Facebook usuwa nienawiść. Portal wprowadza całkowity zakaz treści na temat ONR i NOP

Na Facebooku nie ma miejsca dla ONR i NOP - poinformował portal. Strony organizacji zostały usunięte już w 2016 roku, ale według nowych wytycznych usuwane będą wszystkie treści promujące te organizacje.

Od piątku z Facebooka będą usuwane wszystkie treści promujące Obóz Narodowo-Radykalny i Narodowe Odrodzenie Polski oraz te treści, w których użyte zostaną symbole związane z organizacjami.

Zakazujemy propagowania nienawiści, w tym zamieszczania treści atakujących ludzi w związku z „cechami chronionymi”, takimi jak rasa, przynależność etniczna, narodowość, przynależność religijna, orientacja seksualna, płeć, tożsamość płciowa czy poważna niepełnosprawność albo choroba. Nie akceptujemy też grup ani organizacji, które promują przemoc lub atakują ludzi ze względu na cechy chronione przez prawo.

- informuje serwis w komunikacie. Facebook wyjaśnia, że uważa ONR i NOP za organizacje, które "otwarcie propagują poglądy rasistowskie, antysemickie i homofobiczne". Zaznaczono, że przypadek nie jest "specyficznie polski, bo zjawiska takie występują na całym świecie", ale zdecydowano o szerszym wyjaśnieniu tej sytuacji.

Blokada kont recydywistów

Portal zaznacza, że decyzja o całkowitym zakazie umieszczania treści związanych z ONR i NOP nie była łatwa. "Zachęcamy do wyrażania indywidualnych poglądów, nawiązywania kontaktów i dzielenia się przemyśleniami, ale też chcemy, żeby ludzie zawsze czuli się mile widziani i bezpieczni" - czytamy.

Zgłoszone Facebookowi treści, zawierające odwołania do organizacji lub ich symbole, będą usuwane, a konta tych użytkowników, którzy będą nagminnie łamać tę zasadę, mogą zostać zablokowane.  

Jest to proces wieloetapowy, a administratorzy takich stron są zawsze powiadamiani o możliwych konsekwencjach. Podjęcie właściwej decyzji jest często trudne, ponieważ sytuacje, warstwy wypowiedzi oraz ich konteksty są skomplikowane.
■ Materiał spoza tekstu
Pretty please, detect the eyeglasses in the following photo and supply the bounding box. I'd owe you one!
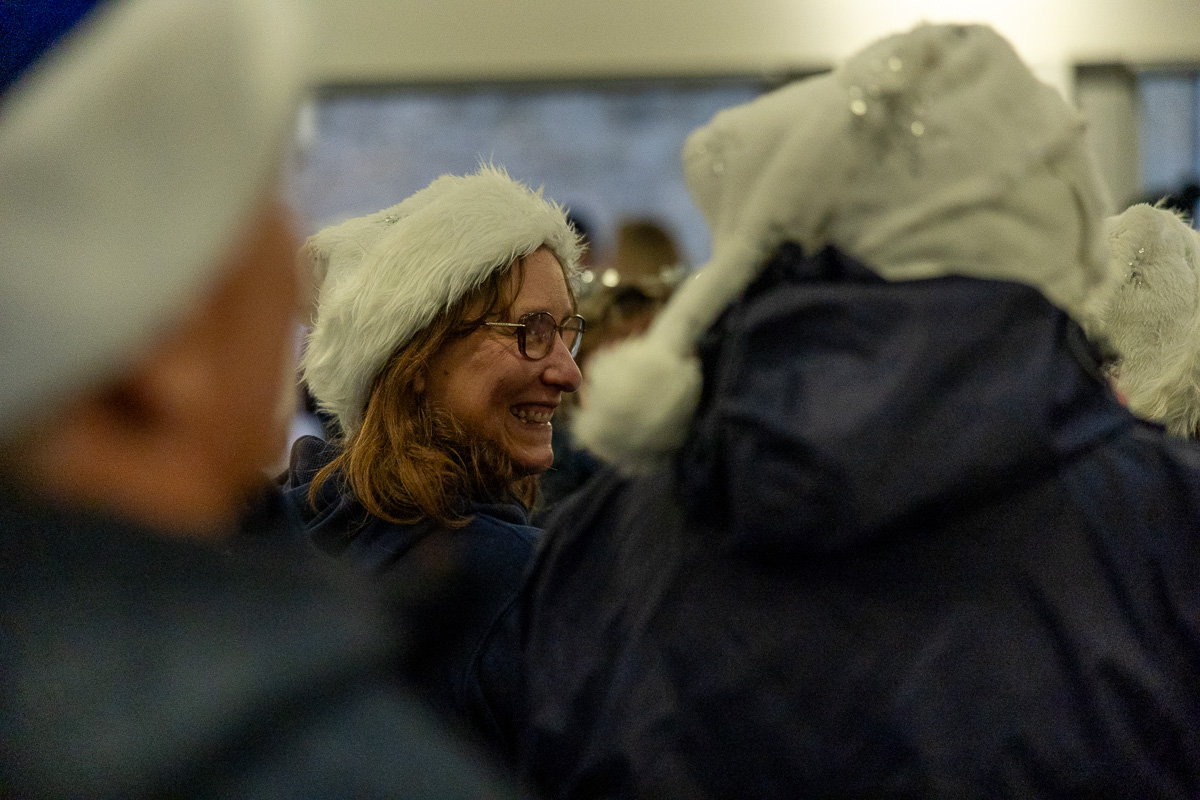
[483,311,586,361]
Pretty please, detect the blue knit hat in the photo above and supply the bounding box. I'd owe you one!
[0,1,109,97]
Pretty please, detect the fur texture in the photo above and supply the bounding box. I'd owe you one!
[301,164,583,437]
[1093,204,1200,436]
[572,338,702,469]
[574,23,1113,472]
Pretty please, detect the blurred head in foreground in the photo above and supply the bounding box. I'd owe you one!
[1091,203,1200,437]
[0,9,522,800]
[0,0,307,534]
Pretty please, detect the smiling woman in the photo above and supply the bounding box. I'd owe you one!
[282,164,583,763]
[426,248,583,472]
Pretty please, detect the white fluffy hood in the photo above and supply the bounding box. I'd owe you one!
[575,23,1114,472]
[301,164,583,437]
[1094,204,1200,436]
Dlatego właśnie dbamy o uważne badanie kontekstu, a tysiące osób pracuje na całym świecie, przez całą dobę i w ponad 40 językach, by wspierać osoby potrzebujące naszej pomocy

- doprecyzowano. Jak zauważa serwis Wirtualne Media, to pierwszy przypadek w historii polskiego Facebooka, kiedy zastosowano zakaz dotyczący konkretnych organizacji i szczegółowo wyjaśniono motywy.